En ce qui concerne l'escompte pour l'étranger, avant l'établissement de la Banque Nationale, il y avait toute une catégorie de traites qui n'entraient jamais en Belgique : ainsi l'on tirait de New-York sur Anvers, payable à Londres, de Washington sur Anvers, payable à Paris, et jamais ces billets ne s'escomptaient en Belgique parce que l'escompte à Londres et à Paris était plus favorable qu'en Belgique. Qu'a dû faire la Banque pour attirer les effets en Belgique ? Elle a été obligée de leur accorder un escompte de faveur et il en résulte cet avantage que la place d'Anvers peut devenir une des premières du monde sous le rapport des affaires de Banque. Ce bienfait, vous le repousseriez sans avantage aucun pour le pays, si vous forciez les traites dont il s'agit à supporter un escompte aussi élevé que vous le voudriez. Et, messieurs, loin de voir dans cet état de choses un désavantage sous le rapport de la garantie des 83 millions de billets de banque en circulation, j'y vois, pour ma part, un grand avantage, car il est évident que si tous les billets de banque étaient représentés par des effets tirés de l'intérieur sur l'intérieur, dans un moment de crise il pourrait se faire que certaines provinces, sous l'empire des circonstances de la guerre, par exemple, fussent momentanément dans l'impossibilité de faire honneur à leurs traites et que par conséquent le grave inconvénient que j'indiquais tout à l'heure se présentât dans une certaine mesure.

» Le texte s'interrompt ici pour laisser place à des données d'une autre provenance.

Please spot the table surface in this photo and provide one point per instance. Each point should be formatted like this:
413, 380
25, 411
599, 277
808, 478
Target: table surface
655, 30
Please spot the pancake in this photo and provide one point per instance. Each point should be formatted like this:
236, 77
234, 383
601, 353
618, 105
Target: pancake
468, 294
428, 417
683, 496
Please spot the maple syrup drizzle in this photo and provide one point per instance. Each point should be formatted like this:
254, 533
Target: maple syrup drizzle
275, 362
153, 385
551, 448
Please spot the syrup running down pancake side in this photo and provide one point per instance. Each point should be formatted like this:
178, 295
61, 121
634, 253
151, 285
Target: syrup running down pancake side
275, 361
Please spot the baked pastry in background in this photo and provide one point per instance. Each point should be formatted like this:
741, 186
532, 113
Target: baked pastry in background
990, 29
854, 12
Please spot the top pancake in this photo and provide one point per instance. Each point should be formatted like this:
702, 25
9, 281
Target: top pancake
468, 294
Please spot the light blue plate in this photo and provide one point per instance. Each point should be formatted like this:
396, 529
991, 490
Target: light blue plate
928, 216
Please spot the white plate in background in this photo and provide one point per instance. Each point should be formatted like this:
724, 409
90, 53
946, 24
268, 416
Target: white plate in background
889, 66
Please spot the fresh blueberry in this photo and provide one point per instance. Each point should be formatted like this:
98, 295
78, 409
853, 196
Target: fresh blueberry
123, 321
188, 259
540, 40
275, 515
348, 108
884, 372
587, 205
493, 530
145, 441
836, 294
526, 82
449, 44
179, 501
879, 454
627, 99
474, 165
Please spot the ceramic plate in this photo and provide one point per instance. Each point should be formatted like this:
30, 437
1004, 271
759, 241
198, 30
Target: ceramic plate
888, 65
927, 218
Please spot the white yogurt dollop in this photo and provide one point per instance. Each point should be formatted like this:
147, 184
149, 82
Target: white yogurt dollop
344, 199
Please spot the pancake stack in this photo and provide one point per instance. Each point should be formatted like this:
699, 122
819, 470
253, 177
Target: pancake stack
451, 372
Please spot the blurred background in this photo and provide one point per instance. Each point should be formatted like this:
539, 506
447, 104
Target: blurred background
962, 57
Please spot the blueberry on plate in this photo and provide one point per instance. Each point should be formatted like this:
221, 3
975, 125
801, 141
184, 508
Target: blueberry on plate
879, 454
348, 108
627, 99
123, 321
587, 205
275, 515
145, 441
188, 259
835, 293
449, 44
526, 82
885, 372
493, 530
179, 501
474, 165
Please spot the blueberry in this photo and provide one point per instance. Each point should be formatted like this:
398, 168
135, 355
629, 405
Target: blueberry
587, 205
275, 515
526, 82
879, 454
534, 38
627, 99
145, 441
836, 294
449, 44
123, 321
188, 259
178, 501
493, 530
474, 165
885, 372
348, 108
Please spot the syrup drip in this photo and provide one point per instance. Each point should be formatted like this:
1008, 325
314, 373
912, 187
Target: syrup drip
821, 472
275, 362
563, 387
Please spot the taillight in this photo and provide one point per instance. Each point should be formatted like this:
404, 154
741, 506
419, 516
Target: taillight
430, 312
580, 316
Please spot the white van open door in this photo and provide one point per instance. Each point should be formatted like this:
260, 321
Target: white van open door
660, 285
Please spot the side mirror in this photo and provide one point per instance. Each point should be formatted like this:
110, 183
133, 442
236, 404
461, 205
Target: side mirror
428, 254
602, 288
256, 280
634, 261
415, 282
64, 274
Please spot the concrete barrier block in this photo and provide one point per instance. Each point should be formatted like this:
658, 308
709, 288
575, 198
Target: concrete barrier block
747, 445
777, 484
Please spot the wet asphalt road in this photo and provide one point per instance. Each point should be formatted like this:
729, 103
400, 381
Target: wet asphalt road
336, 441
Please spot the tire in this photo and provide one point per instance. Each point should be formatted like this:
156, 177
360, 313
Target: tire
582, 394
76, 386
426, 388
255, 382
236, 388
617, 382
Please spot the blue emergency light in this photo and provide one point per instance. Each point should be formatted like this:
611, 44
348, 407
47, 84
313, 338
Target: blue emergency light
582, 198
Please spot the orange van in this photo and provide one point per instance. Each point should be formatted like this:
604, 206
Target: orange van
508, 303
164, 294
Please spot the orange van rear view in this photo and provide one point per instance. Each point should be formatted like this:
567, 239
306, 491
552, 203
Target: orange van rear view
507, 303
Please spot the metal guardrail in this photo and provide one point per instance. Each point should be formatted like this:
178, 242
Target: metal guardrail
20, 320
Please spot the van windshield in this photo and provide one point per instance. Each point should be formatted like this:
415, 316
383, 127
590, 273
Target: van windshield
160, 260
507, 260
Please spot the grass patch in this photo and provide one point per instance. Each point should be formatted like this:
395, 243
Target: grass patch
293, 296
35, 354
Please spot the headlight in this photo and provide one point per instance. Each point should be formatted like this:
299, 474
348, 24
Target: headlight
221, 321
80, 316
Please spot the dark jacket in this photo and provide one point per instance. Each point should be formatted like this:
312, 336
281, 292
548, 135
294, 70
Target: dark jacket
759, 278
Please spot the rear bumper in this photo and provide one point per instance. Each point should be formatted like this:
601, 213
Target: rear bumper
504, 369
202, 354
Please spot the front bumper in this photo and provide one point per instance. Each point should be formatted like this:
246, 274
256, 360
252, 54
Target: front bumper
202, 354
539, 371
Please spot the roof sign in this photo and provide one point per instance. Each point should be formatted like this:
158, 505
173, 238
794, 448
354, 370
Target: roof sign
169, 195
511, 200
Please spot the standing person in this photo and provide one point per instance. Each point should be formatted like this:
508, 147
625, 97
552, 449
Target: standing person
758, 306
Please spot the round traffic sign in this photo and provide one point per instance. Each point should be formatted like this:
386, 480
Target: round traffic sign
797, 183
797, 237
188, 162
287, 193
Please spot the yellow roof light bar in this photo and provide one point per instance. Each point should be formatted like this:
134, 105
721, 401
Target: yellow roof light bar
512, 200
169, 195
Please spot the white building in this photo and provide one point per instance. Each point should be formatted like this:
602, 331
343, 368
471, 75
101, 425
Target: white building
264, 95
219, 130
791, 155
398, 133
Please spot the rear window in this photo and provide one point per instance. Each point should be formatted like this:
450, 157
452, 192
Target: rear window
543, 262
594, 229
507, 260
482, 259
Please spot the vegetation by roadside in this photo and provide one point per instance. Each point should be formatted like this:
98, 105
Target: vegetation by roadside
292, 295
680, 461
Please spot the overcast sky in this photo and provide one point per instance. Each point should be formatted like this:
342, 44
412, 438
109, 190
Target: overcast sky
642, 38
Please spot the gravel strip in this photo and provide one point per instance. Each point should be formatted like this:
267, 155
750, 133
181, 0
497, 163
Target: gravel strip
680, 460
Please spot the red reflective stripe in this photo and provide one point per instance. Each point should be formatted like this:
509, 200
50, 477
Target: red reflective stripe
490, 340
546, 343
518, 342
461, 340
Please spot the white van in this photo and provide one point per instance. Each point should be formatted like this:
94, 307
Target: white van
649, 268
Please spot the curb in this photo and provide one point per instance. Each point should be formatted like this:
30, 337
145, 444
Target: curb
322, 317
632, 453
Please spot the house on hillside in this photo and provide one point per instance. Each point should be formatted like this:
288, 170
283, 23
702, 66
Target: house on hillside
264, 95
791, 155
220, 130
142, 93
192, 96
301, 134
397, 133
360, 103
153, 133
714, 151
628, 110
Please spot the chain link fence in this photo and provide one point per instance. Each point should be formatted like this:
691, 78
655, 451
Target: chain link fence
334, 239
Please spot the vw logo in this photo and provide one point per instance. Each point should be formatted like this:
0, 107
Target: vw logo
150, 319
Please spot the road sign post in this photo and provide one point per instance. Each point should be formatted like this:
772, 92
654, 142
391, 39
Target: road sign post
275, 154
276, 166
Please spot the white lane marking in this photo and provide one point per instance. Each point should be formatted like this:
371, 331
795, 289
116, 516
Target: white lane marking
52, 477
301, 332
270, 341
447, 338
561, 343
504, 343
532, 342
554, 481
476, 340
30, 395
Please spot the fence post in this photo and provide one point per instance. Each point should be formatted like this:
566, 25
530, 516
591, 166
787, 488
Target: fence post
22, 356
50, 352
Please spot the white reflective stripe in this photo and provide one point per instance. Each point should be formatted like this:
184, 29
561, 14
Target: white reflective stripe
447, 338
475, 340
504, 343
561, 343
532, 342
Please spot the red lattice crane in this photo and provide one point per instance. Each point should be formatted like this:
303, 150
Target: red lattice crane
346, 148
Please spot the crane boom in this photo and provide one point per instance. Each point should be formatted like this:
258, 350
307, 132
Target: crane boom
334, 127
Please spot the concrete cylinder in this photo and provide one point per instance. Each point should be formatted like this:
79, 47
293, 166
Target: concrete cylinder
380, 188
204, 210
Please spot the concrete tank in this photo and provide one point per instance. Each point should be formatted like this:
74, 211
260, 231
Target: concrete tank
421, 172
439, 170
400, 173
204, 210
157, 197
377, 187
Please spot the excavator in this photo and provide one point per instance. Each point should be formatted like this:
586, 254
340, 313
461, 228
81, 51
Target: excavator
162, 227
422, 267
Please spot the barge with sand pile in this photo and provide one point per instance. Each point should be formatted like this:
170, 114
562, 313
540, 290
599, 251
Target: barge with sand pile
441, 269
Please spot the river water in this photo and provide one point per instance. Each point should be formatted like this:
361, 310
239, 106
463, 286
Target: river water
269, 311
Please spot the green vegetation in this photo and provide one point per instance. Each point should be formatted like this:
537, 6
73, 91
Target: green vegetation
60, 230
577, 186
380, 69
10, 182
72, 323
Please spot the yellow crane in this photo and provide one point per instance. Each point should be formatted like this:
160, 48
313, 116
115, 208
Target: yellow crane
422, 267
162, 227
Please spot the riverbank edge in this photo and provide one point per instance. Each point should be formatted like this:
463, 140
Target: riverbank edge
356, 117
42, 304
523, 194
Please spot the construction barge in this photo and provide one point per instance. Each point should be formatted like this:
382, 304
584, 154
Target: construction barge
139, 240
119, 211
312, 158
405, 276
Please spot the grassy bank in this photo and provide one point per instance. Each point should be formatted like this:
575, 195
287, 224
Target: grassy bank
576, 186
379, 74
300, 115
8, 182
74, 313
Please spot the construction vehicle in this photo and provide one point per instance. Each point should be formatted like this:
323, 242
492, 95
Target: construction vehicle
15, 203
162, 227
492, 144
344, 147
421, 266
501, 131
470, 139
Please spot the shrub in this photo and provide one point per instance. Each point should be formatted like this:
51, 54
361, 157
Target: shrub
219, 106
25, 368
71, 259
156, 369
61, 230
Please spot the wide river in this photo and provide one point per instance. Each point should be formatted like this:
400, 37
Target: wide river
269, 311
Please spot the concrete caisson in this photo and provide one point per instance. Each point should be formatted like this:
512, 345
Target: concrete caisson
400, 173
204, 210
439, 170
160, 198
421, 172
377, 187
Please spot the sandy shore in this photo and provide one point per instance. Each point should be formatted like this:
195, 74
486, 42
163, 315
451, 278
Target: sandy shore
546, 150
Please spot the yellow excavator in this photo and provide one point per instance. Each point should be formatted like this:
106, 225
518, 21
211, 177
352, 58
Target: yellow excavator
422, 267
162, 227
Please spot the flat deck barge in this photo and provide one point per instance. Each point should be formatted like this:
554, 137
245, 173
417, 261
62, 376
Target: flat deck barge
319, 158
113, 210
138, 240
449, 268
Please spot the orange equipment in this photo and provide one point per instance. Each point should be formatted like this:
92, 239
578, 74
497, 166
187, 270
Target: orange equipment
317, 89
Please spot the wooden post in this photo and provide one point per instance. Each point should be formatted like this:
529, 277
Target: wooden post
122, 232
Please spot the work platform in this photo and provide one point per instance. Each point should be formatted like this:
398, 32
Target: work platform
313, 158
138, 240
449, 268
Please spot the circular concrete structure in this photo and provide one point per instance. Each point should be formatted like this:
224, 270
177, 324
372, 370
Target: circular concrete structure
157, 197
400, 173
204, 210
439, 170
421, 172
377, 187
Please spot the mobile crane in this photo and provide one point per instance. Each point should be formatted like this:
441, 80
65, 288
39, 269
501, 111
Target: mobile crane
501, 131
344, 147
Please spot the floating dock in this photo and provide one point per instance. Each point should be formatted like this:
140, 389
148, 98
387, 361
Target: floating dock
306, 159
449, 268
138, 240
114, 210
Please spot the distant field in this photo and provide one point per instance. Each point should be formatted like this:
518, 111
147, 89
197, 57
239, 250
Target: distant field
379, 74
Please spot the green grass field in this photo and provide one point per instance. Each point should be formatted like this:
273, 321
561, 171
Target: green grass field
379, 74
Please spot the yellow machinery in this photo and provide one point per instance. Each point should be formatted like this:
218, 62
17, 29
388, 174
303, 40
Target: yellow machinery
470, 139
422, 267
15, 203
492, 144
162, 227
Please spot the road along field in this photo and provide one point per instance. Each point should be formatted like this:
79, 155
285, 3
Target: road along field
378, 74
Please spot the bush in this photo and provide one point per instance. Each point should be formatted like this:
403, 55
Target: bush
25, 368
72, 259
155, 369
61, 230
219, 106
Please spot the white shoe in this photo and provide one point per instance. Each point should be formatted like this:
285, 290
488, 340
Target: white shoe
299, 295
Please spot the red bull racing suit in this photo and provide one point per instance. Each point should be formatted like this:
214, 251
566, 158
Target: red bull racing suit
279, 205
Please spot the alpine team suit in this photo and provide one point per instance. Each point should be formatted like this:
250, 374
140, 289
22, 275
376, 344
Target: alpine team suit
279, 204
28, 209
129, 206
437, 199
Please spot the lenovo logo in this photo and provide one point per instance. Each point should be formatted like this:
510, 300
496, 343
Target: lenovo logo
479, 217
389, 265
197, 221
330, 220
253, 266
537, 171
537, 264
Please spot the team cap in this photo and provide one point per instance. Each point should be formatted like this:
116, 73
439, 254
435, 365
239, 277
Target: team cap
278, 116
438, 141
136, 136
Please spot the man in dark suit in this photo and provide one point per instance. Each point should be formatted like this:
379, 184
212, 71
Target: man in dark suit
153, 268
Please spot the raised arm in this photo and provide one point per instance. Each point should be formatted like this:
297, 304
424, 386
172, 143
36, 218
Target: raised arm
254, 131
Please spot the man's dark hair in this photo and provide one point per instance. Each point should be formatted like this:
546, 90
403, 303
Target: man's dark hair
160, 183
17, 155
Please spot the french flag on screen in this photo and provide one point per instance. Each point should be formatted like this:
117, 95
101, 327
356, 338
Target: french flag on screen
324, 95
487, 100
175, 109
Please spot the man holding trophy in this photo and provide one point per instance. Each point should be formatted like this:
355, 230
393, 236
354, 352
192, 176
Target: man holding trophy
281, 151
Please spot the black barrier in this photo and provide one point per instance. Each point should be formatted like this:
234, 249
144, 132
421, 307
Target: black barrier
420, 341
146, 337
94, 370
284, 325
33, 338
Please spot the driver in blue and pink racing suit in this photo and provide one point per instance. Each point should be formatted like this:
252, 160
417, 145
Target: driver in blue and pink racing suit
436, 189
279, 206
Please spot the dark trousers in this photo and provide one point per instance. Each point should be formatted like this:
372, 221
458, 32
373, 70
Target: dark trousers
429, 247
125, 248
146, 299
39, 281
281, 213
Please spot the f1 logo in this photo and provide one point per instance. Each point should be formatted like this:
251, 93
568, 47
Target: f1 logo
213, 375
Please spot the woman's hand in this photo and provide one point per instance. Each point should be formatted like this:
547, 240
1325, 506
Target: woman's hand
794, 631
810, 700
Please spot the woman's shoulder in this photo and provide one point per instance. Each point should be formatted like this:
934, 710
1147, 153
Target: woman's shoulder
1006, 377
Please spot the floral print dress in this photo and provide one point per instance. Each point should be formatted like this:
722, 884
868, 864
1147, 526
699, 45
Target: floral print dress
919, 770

Si, au contraire, le portefeuille de la Banque se compose en partie de traites étrangères et en partie de traites de l'intérieur ; cet inconvénient ne peut pas se présenter, car les traites de l'étranger ne sont acceptées qu'autant que ce soient de toutes premières valeurs, et en moins de quinze jours, la Banque pourrait recevoir de Londres et de Paris le montant des traites sur l'étranger qu'elle possède, ce qui lui permettrait de donner d'autant plus de facilité aux traites sur l'intérieur.

Quant à l'intérieur du pays, messieurs, il y a des effets de deux catégories : la Banque de Belgique et la Société Générale escomptent le papier à 4 p. c. et le réescomptent, si je ne me trompe, à la Banque Nationale, à 3 p. c. Pourquoi, messieurs ? Parce que le conseil de la Banque Nationale sait apprécier que ces grands établissements ne prennent que le papier le plus solide, le papier qui vaut de l'or en barre ; c'est comme si elle recevait des écus. Vient alors une autre association pour laquelle je professe le plus profond respect, qui rend de grands services à la petite industrie, mais qui se montre beaucoup plus facile, c'est l'Union du crédit ; eh bien ! la Banque ne réescompte les effets de cette association qu'à 3 1/2 p. c. ei c'est sur ce demi p. c. de différence que l'honorable membre se récrie.

Mais faites bien attention à une chose, l’Union du crédit prend 5 p. c. et je crois même 5 1/2 à l'heure qu'il est, disons seulement 5 ; eh bien, elle porte ces effets à la Banque Nationale qui les escompte à 3 1/2 ; elle fait donc encore un bénéfice de 1 1/2 p. c, et si quelqu'un devait baisser, dans les circonstances actuelles, ce serait l'Union du crédit plutôt que la Banque Nationale.

Vous le voyez donc, messieurs, de quelque manière qu'on envisage cette question, il y aurait un danger immense à entrer dans le système où voudrait nous lancer l'honorable orateur, et si l'ordre du jour qu'il propose était accepté, je déclinerais, pour ma part, la responsabilité qu'il ferait peser sur le pays.

- La séance est levée à quatre heures et demie.